New Hall Cambridge, 7 - 9 July 2003
Presentations
Tuesday, 8th July
11.45 David Brown
Is this the end of the "Article Economy"?
DAVID BROWN has been head of Publisher Relations
at the British Library during the past six months. Prior
to that he was Director of Strategy at Ingenta since the
company’s inception. He has spent ten years as a consultant
to the information industry, prior to which he worked with
Faxon in the US and Elsevier in Amsterdam. He has undertaken
research into document delivery from several aspects over
the years and has published many papers on the subject.
Synopsis
The presentation - Is this the end of the “Article
Economy” – looks at the various challenges facing document
delivery in the changing scholarly information world. These
challenges include adapting to the new and increasingly
powerful technologies which are making the network bigger
and all-pervasive. This in turn has had its affect on research
behaviour, with greater multiformat, multimedia options
being demanded by the end user. An end user who, by and
large, still does not pay for individual articles. At the
same time new ways of publishing have emerged on the back
of the open archives movement which enable articles to be
accessed and delivered for free.
Whilst these and related changes are taking
place, the British Library has adapted to the new circumstances.

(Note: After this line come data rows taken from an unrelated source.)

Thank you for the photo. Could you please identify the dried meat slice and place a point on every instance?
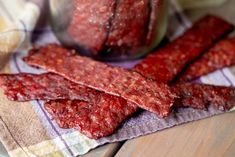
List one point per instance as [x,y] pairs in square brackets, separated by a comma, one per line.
[147,94]
[95,120]
[94,16]
[95,114]
[200,96]
[47,86]
[129,26]
[164,64]
[219,56]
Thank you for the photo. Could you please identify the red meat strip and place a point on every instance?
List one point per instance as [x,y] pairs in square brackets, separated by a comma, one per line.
[94,16]
[166,63]
[219,56]
[47,86]
[95,120]
[200,96]
[129,26]
[95,114]
[147,94]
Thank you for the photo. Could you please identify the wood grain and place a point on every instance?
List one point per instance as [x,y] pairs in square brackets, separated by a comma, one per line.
[209,137]
[104,151]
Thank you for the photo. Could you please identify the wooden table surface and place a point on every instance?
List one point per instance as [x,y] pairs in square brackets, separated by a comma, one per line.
[211,137]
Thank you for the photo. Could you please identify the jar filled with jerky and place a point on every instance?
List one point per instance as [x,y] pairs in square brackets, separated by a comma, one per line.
[110,30]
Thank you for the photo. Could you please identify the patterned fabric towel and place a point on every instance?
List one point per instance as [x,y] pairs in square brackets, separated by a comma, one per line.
[26,129]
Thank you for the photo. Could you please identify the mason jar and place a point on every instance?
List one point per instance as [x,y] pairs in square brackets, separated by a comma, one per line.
[108,29]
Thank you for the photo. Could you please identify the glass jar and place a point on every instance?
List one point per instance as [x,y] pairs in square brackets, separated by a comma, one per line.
[108,31]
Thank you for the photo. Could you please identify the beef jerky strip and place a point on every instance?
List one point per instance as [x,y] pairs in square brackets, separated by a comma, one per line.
[129,26]
[95,114]
[147,94]
[95,120]
[47,86]
[90,23]
[219,56]
[200,96]
[166,63]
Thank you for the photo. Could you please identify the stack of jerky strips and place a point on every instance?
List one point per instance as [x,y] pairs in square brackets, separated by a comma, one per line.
[96,98]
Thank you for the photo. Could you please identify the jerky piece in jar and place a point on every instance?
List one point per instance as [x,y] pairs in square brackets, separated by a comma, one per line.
[129,26]
[167,62]
[219,56]
[147,94]
[200,96]
[90,23]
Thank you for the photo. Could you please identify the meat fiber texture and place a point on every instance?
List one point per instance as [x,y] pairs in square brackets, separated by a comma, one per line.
[130,85]
[117,28]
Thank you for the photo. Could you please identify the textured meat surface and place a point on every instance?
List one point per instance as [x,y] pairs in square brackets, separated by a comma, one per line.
[90,23]
[95,114]
[129,26]
[95,120]
[200,96]
[167,62]
[219,56]
[147,94]
[47,86]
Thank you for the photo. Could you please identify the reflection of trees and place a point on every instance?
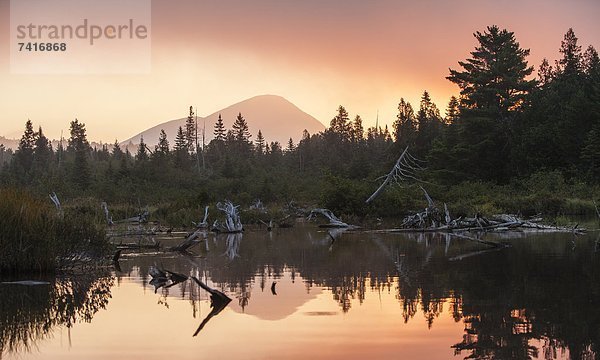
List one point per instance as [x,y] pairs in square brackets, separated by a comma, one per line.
[29,313]
[505,298]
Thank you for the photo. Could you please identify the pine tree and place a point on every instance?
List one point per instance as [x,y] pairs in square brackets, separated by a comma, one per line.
[570,64]
[260,143]
[591,152]
[429,124]
[142,153]
[494,90]
[340,124]
[219,131]
[79,145]
[163,144]
[191,135]
[117,152]
[78,139]
[493,79]
[358,132]
[180,150]
[405,126]
[241,136]
[545,73]
[452,111]
[290,146]
[240,129]
[42,154]
[160,156]
[24,153]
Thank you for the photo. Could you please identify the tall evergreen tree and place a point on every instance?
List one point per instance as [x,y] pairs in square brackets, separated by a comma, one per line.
[290,146]
[142,152]
[180,150]
[494,78]
[80,147]
[42,154]
[429,124]
[340,124]
[570,64]
[240,129]
[452,111]
[241,136]
[405,126]
[219,132]
[259,143]
[117,152]
[494,88]
[191,134]
[24,153]
[358,132]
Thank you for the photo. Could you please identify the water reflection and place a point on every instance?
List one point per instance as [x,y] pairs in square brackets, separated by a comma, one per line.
[29,313]
[537,299]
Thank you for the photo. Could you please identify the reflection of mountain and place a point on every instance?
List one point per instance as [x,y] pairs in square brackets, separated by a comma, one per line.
[277,118]
[541,288]
[30,313]
[290,296]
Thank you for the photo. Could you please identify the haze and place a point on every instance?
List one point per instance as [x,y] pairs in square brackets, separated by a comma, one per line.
[364,55]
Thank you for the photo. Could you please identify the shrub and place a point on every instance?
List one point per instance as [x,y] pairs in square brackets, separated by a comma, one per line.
[34,236]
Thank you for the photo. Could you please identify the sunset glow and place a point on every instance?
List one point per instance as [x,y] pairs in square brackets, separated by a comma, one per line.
[318,55]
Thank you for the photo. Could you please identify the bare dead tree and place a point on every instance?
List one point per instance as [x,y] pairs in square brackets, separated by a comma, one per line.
[334,221]
[404,169]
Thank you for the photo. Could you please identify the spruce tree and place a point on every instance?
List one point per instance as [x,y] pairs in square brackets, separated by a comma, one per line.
[180,150]
[24,153]
[405,126]
[42,154]
[452,111]
[494,80]
[260,143]
[191,135]
[142,153]
[219,132]
[358,132]
[80,147]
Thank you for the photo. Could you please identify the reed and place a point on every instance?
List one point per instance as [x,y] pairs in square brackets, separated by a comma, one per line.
[34,236]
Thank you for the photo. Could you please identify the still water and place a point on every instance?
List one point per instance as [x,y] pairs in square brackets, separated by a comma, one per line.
[296,294]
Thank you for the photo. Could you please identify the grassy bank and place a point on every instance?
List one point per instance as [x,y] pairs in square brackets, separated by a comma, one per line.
[34,235]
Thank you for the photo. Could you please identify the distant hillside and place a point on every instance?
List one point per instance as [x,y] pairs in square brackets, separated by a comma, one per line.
[277,118]
[14,144]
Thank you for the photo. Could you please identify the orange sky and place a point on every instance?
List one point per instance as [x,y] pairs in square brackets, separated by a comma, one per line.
[364,55]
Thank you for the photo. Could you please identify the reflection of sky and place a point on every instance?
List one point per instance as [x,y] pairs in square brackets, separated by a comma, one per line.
[286,326]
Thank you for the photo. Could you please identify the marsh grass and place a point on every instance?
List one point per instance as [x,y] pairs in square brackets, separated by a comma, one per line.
[34,236]
[29,313]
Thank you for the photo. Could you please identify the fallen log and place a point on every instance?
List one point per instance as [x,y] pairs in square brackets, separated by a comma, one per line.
[334,221]
[404,169]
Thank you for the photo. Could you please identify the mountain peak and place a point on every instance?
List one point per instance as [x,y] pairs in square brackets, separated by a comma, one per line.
[277,118]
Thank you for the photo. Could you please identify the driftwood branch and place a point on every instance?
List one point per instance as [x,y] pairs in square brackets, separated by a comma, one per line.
[233,223]
[204,223]
[334,221]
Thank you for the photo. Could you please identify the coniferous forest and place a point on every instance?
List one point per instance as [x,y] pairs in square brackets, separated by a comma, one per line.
[518,138]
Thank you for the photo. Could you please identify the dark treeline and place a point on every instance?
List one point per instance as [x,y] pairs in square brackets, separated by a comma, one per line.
[510,133]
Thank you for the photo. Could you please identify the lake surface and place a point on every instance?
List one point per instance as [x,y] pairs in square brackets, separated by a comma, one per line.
[296,294]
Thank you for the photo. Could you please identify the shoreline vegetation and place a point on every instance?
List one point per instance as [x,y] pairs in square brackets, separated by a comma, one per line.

It has focused on making internal efficiencies that much
greater. It has sought publisher acceptance of electronic
document delivery through providing a mechanism for secure
EDD (in a joint project with Elsevier and Adobe). It has
actively sought new markets, and is attempting to entice
new and currently disenfranchised users back into the system
by offering better navigational tools.
These and other challenges and responses will
be outlined during the presentation.